- Eddie Harrison
- 21 August 2009
More bittersweet comedy drama from Judd Apatow
In his third film as director, Judd Apatow (The 40 Year Old Virgin, Knocked Up) spreads his wings with a bittersweet drama about the moral vacuity of celebrity. Adam Sandler plays George Simmons, a stand-up actor gone Hollywood, whose success in films like The Merman and My Best Friend Is A Robot doesn’t disguise his loneliness. The hopelessness of his situation is brought into sharp relief when he’s diagnosed with a terminal illness, but Simmons’ unexpected friendship with struggling comedian Ira (Seth Rogen) re-awakens the veteran’s sense of him own worth, with problematic results.

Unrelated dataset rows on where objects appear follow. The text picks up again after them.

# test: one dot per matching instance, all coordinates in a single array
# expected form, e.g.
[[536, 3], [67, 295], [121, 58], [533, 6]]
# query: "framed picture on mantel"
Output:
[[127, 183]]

Apatow’s characters have regularly been drawn from the fringes of the entertainment industry, and Funny People’s first hour benefits from well-drawn ‘insider’ humour, with Jonah Hill and Jason Schwartzman on top form as Ira’s flat mates, and a plethora of knowing cameos, including James Taylor as a cynical version of himself and a hilarious spat between a grouchy Eminem and Everyone Love’s Raymond’s Ray Romano. But while Sandler and Rogen inhabit their characters convincingly, a mid-story plot twist switches moods towards a protracted and bitterly painful set piece when George and Ira visit Simmons’ ex-girlfriend Laura, played by Apatow’s real-life wife Leslie Mann.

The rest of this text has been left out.